Una mercancía averiada

TRAS el pasado Congreso Federal del PSOE, entre las líneas maestras de la futura actuación del partido y junto a otros que suponen -ocasión habrá de reflexionar sobre ellos- una radicalización de sus postulados, aparece, como prioritario, el objetivo de "avanzar hacia la laicidad del Estado a través de una progresiva desaparición de la liturgia y símbolos religiosos en los espacios públicos y en los actos oficiales". Se trata, sin duda, de una de las apuestas más queridas y personales del presidente Zapatero, que cree ahora importante "esto que llaman problema religioso, y que es en rigor la implantación del laicismo de Estado con todas sus inevitables y rigurosas consecuencias". O dicho de otro modo, la "modernidad" gobernante nos comunica su empeño de reducir lo religioso a lo individual y particular, anulando, si fuere menester por ley, toda dimensión social y pública de la religión.
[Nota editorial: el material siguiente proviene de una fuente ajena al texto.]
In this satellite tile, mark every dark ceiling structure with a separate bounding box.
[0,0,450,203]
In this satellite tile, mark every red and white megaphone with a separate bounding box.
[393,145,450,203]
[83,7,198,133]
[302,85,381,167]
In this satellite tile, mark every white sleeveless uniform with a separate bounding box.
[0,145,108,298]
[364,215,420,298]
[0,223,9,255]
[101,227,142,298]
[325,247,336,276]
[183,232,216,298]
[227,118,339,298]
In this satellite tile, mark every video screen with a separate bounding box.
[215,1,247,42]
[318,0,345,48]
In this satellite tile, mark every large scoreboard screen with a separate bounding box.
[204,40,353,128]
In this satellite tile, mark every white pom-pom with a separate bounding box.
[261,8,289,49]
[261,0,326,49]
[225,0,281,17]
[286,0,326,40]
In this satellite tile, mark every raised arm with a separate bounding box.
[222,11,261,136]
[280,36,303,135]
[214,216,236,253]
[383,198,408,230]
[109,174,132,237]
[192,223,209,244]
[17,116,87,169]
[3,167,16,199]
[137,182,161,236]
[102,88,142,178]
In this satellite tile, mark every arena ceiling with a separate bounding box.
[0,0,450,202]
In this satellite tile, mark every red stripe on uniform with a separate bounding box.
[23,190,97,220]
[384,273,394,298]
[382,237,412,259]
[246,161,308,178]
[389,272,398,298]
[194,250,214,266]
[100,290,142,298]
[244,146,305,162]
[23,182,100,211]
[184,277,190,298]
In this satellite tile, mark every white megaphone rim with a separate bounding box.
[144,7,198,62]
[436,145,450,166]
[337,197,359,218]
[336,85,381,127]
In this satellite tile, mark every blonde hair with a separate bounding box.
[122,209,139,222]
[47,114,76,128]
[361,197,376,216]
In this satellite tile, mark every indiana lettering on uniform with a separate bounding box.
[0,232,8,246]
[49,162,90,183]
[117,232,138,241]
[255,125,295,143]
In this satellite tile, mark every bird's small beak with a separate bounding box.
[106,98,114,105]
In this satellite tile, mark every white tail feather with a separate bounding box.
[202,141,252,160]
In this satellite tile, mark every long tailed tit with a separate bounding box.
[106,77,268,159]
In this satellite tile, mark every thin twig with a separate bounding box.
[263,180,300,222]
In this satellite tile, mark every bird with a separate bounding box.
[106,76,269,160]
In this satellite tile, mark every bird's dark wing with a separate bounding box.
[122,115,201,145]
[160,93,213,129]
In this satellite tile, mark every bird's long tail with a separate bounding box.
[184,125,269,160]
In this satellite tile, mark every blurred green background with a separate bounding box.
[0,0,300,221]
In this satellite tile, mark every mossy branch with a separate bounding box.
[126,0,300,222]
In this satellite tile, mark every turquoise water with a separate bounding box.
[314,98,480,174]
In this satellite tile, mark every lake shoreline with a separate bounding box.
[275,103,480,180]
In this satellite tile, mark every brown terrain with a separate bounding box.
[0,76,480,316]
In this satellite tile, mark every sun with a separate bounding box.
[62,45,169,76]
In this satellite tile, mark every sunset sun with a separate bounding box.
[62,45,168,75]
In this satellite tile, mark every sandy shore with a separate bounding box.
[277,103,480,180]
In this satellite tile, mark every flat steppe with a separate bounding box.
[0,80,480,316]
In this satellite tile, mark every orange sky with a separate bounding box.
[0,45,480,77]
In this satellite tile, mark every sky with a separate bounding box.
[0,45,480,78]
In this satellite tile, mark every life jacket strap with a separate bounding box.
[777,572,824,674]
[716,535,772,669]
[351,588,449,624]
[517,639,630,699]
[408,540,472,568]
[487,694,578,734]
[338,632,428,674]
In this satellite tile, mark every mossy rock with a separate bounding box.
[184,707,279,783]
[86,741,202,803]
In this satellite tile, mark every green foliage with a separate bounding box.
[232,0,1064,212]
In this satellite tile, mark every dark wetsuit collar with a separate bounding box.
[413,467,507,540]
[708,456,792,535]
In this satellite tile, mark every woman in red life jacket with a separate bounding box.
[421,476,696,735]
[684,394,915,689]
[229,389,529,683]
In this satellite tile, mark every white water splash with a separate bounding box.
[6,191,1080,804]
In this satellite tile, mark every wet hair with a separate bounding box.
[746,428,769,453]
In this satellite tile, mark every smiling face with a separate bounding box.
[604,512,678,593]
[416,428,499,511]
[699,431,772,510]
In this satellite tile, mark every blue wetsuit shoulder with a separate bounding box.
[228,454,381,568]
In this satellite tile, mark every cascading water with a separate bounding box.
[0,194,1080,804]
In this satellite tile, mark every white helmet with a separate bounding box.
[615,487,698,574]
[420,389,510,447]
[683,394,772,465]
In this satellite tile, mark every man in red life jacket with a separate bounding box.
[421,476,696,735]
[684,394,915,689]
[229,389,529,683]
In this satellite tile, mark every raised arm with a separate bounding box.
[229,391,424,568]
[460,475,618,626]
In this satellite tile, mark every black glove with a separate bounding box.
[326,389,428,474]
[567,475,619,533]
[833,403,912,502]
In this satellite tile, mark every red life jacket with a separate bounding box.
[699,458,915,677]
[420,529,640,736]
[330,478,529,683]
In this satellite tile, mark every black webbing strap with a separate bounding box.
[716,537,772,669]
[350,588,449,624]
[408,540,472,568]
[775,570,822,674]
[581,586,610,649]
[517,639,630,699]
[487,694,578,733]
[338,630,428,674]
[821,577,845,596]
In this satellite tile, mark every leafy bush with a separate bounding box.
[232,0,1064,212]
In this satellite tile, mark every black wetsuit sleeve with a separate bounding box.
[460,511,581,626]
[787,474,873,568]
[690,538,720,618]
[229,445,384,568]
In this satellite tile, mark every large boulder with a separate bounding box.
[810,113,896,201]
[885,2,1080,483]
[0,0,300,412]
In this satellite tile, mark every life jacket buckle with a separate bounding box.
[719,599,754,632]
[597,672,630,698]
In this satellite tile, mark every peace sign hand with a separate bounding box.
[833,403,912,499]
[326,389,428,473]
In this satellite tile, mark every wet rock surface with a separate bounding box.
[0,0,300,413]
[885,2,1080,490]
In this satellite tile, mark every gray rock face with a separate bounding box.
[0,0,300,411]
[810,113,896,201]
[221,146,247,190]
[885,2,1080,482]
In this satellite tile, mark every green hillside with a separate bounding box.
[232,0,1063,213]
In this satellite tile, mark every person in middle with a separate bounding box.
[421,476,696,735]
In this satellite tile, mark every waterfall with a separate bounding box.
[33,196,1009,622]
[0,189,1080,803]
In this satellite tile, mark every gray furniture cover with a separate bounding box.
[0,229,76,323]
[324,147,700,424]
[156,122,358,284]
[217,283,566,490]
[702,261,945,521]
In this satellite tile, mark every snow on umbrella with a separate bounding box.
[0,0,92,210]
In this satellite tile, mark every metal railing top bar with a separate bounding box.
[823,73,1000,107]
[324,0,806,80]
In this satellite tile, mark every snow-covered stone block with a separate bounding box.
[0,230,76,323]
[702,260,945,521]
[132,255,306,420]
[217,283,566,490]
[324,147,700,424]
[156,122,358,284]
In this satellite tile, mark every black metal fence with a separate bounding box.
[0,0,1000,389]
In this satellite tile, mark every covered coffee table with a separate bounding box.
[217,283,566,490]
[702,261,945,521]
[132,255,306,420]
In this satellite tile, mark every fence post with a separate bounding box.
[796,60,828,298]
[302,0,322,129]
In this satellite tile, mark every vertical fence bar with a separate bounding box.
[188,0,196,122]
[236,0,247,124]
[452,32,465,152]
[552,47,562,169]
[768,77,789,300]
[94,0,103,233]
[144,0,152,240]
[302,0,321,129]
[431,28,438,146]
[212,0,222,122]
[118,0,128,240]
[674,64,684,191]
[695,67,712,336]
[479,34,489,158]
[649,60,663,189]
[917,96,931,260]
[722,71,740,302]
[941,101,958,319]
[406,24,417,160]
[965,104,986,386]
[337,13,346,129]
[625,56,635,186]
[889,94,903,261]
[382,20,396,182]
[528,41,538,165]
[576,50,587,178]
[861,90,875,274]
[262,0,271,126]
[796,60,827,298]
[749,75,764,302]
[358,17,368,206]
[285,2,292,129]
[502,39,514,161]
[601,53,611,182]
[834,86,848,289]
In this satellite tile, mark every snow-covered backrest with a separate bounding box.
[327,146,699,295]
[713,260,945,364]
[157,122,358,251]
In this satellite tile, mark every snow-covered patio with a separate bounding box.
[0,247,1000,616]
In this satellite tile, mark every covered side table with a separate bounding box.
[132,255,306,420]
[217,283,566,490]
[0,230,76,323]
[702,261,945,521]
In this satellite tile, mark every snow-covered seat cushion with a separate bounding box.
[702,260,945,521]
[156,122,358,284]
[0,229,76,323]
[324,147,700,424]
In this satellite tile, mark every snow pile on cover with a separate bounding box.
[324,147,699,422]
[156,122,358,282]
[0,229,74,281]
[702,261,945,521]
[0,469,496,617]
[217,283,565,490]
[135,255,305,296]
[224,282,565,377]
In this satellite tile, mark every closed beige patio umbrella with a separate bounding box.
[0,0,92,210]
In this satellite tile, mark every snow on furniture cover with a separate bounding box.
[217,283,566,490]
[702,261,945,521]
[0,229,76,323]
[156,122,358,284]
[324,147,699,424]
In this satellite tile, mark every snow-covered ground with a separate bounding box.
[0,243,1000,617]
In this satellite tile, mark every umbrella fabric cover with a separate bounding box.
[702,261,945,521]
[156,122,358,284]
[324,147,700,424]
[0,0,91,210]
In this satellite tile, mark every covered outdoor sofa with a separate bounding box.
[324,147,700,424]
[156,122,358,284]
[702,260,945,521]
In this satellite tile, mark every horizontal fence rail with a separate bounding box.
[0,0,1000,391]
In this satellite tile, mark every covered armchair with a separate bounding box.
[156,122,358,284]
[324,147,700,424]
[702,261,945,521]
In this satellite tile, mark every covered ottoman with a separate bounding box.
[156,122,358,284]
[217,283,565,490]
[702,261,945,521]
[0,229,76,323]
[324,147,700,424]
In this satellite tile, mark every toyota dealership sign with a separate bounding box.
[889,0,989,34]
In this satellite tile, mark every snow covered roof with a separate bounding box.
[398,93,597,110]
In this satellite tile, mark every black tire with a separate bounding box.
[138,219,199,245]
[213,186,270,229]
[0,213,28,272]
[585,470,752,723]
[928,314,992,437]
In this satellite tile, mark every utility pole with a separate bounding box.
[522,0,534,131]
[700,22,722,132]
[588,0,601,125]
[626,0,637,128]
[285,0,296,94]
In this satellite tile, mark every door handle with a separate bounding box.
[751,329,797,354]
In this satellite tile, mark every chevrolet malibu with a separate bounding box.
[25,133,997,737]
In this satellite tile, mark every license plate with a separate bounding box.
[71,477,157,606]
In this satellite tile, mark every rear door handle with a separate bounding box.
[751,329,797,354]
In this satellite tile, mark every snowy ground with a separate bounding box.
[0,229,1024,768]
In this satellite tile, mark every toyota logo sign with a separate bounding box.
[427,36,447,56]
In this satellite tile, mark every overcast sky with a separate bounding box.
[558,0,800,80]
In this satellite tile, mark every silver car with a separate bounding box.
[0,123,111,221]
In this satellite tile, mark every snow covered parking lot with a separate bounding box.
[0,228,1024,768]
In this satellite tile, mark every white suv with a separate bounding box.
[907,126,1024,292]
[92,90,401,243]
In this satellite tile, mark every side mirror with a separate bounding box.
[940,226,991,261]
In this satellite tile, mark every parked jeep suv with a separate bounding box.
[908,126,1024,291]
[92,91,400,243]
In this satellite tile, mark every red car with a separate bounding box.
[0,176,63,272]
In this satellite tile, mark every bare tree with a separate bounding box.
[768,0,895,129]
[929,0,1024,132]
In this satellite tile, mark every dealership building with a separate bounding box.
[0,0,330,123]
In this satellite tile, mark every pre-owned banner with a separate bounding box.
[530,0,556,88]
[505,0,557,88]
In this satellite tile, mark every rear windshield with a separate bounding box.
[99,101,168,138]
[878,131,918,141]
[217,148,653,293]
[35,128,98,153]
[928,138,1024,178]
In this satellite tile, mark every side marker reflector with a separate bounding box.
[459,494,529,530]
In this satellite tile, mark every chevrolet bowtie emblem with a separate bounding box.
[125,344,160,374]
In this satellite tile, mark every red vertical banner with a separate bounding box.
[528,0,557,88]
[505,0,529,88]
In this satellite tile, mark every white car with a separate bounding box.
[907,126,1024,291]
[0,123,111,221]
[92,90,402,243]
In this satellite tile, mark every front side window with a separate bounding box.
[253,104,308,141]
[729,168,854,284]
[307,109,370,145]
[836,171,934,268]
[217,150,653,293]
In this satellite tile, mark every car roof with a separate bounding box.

Obviando el insignificante detalle de que tal tesis no tiene en absoluto cabida en la vigente legalidad constitucional, ésta presenta además, a mi juicio, tres gravísimos inconvenientes. El primero, que compromete la propia coherencia del intento, deriva de su inaplicabilidad contrastada: en el país no hay manifestación religiosa que no cuente con la presencia y el apoyo entusiasta de las autoridades públicas, muchas de ellas socialistas, sabedoras de la impopularidad que provocaría su rechazo u hostilidad a tradiciones tan seculares como arraigadas. El segundo, una intuición comprobable, es que resultará difícil seguir enmascarando de laicismo lo que no es sino sectarismo anticatólico. El extremo cuidado con el que se hacen respetar conductas externas (el uso del velo islámico, por ejemplo) de otros credos, nos descubre quiénes son los destinatarios singulares de esa "interiorización" soñada. El último, y tal vez el más triste, es su carácter desesperantemente caduco y rancio. Ya en el Epílogo a su Historia de los heterodoxos españoles, fechado en 1882, Menéndez Pelayo nos avisaba de esa viejísima pulsión española: "Cuando nos ponemos a racionalistas o a positivistas -escribía- lo hacemos pésimamente, sin originalidad alguna, como no sea en lo estrafalario y en lo grotesco". Él mismo también nos desveló la idiosincrasia de tanto revolucionario neoimpío y recurrente, ya "incapaz de creer -señalaba- en cosa ninguna, como no sea en la omnipotencia de un cierto sentido común y práctico, las más veces burdo, egoísta y groserísimo".

Pues eso, que casi nada ha cambiado, que nos venden como fresca una mercancía que atufa, un rencor de otros tiempos, antiguo y aviejado. Acaso sólo con el propósito de distraernos -maldita política- de las irresponsabilidades e ineptitudes que, éstas sí, por desgracia se multiplican, amenazan nuestros logros y soportamos hoy.